USAID. MISSION TO UPPER VOLTA
Grant is provided to the Government of Upper Volta (GOUV) to institute a program to teach women in Dori and Sebba credit and self-help mechanisms needed to finance and manage activities of personal and economic benefit.
1978
Abstract
The Ministry of Education will implement the project (a follow-on of A.I.D."s Equal Access Project) with the help of the short-term U.S. and African consultants and the Peace Corps. A cadre of GOUV extension agents (EA"s) to train women will be formed. A two-building training center for EA"s will be constructed in Dori to house project offices, classrooms, dormitories, a demonstration gardening plot, and handicraft boutique.

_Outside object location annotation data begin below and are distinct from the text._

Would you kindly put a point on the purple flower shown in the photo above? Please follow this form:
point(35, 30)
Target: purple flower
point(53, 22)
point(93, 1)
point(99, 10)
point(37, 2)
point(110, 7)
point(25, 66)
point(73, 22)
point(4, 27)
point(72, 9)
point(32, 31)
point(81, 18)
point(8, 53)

A 3-month intensive training course administered to 25 male and female EA"s will cover traditional activities of Sahelian women (e.g., pottery making, market gardening, water and wood gathering, child and home care); new practices, such as introduction of health kits or stores; transmittal of credit use and repayment concepts to villagers; and project monitoring and reporting methodology. EA"s will work in about 50 villages (one EA per village). A competence in French and Fulani and six years of primary schooling will be required of them. The EA"s will establish in each village a committee of male and female residents who will respond to the EA"s ideas about potential project activities. Two women committee members, who will receive short-term training and annual refresher courses, will work as paraprofessionals with the committee and EA to identify possible activities and will help to motivate other women to maintain project involvement. Interventions to be implemented in the villages will include income generating activities (e.g., collective crop production and marketing, stores, soap-making, cheese and livestock production); labor saving activities (e.g., mills, donkey carts, handpumps); and upgrading of health standards by nutrition and hygiene education. Instruction in local language literacy and midwifery will also be offered. Some 2,000 Sahelian women are expected to benefit from the project. An 11-item bibliography (XD-AAG-153-1) is included.